• Combination regimens should be based on scientific evidence of underlying tumor cell and immune system biology whenever possible. There is evidence that combinations within drug classes (e.g., T cell checkpoint inhibitors) and across classes may be clinically beneficial.|
• Murine models have limitations but may be useful for early proof-of-principle for specific combination strategies and can be useful for understanding the biology and mechanisms of action for certain combinations. These models have generally not been useful for toxicity assessment.
• While combination therapy may be anticipated to improved therapeutic effectiveness, the approach may also increase the potential for adverse events. This possibility should be carefully considered in developing clinical study designs for combination immunotherapy.
• Innovative clinical study designs may be useful for early phase combination immunotherapy development. These may include dose escalation, dose de-escalation, zig-zag, run-in and sequential administration designs. A better understanding of the adverse event profile, as may be obtained from small monotherapy phase I studies, is helpful in optimizing the design of combination trials.

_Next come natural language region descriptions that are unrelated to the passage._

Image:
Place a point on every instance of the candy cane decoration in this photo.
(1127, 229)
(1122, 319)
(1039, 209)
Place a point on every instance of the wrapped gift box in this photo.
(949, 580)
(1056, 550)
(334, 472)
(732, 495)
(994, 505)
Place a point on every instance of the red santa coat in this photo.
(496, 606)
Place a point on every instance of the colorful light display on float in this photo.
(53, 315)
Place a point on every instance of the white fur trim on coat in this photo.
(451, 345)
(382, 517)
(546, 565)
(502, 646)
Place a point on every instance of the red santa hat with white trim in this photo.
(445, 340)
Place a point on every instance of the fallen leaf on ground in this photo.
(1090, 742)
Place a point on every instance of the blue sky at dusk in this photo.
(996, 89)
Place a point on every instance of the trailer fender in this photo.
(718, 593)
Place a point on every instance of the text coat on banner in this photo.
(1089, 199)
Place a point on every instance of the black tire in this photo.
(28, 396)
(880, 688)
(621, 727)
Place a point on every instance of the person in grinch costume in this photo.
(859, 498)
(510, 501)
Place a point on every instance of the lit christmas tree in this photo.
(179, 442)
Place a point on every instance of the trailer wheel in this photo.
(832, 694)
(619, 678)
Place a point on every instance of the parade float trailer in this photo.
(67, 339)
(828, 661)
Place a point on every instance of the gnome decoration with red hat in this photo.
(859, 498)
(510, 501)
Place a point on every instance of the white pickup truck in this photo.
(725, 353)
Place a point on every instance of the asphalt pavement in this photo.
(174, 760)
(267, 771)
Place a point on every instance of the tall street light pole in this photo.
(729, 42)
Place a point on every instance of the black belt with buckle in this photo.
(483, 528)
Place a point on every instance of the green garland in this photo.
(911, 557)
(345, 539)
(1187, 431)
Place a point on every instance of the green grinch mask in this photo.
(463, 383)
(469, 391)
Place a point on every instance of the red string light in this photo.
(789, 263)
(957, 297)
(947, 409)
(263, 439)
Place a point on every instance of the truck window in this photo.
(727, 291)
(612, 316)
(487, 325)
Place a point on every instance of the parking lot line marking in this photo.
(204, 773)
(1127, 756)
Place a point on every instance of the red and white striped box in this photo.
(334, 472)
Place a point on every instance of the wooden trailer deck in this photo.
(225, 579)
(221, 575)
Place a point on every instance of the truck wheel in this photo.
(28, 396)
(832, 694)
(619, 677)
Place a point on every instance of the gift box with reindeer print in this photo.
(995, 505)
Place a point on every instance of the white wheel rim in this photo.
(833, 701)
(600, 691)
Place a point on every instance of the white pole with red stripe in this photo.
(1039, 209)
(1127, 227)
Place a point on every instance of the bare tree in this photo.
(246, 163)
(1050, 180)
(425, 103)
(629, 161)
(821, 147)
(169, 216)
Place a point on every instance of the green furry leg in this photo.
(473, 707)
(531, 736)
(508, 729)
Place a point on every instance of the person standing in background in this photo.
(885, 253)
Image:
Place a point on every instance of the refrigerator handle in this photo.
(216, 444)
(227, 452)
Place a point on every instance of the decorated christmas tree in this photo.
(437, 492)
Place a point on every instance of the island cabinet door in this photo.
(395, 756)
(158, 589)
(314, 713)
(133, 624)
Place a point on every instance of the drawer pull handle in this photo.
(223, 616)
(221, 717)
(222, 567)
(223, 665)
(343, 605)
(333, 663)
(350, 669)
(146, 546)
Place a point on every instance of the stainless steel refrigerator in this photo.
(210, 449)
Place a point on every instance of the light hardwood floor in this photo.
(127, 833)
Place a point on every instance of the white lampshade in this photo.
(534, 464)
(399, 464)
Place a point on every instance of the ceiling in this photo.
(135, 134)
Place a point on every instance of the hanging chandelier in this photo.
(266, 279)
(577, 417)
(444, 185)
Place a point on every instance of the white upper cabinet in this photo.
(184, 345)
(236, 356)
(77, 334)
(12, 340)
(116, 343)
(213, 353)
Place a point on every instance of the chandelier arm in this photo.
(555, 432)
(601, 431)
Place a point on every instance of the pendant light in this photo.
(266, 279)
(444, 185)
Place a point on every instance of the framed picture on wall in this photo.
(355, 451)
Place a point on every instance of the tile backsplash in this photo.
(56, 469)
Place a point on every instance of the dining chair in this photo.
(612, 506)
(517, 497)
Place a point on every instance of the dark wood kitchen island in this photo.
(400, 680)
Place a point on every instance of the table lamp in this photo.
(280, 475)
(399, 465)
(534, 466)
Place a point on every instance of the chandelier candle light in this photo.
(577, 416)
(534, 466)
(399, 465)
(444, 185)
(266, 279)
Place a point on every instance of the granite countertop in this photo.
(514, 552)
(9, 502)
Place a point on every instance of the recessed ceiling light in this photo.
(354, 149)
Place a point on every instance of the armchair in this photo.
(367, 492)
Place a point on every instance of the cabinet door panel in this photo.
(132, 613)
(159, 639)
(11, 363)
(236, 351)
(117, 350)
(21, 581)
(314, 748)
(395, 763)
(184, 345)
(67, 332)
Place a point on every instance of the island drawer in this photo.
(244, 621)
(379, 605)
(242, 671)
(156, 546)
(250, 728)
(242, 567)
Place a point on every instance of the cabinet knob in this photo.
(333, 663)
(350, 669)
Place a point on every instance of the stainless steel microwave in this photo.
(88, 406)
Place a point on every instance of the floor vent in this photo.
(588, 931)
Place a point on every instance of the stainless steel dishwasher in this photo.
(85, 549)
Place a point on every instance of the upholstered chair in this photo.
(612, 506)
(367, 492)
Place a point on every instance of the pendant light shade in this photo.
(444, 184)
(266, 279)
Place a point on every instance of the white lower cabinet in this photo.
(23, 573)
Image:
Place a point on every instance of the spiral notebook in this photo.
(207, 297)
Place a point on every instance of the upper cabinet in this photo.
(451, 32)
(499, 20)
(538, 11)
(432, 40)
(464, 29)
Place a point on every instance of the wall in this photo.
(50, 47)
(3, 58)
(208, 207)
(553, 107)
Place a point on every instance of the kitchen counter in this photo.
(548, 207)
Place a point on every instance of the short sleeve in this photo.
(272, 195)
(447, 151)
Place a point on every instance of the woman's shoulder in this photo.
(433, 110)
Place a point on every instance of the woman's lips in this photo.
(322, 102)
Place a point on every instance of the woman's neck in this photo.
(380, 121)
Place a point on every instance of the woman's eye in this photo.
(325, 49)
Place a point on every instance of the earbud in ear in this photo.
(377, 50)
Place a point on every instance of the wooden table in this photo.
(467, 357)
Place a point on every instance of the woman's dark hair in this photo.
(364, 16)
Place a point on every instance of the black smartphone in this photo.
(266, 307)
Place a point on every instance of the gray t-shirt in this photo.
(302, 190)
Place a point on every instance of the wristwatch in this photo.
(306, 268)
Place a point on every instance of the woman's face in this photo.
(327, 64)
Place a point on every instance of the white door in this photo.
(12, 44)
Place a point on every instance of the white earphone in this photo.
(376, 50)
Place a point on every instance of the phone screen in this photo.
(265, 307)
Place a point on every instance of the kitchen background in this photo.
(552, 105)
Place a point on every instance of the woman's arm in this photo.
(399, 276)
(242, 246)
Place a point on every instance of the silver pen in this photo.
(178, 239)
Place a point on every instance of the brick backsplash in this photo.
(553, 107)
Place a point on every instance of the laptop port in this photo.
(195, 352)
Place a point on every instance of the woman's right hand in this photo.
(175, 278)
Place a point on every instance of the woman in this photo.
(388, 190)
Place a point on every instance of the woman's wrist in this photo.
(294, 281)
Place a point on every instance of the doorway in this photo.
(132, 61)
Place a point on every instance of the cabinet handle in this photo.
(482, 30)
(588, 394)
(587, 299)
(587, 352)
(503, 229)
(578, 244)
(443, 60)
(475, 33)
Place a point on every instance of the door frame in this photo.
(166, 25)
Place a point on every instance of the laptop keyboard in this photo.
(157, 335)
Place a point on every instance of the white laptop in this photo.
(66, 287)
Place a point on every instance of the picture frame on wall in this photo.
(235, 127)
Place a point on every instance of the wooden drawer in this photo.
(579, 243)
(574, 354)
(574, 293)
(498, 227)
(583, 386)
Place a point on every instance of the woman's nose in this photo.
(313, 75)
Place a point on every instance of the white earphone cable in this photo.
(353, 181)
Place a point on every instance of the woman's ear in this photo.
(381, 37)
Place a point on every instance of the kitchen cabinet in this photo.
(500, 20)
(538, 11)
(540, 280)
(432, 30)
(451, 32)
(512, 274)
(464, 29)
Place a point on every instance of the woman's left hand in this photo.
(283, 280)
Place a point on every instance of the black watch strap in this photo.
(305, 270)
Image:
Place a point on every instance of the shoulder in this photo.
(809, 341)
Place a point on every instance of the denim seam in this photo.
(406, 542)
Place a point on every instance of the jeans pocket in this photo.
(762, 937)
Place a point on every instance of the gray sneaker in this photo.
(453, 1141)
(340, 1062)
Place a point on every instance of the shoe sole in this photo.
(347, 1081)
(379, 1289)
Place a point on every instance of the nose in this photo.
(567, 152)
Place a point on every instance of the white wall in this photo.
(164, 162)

• The unique mechanism of action for immunotherapy agents suggests that new clinical endpoints may be needed for early phase drug development. The use of progressionfree survival may be misleading given the delayed kinetics of response that can occur with some agents and regimens. New endpoints, such as immune-related response criteria or durable response rate, may be better for predicting clinical benefit in late stage studies.
• Early and frequent discussion with regulatory agencies should be considered for combination immunotherapy regimens.
• Other issues, such as intellectual property, conflict of interest, quality of life, patientreported outcomes, and the financial costs vs. overall health benefits as defined in the value proposition of combination immunotherapy, will be important issues for further discussion.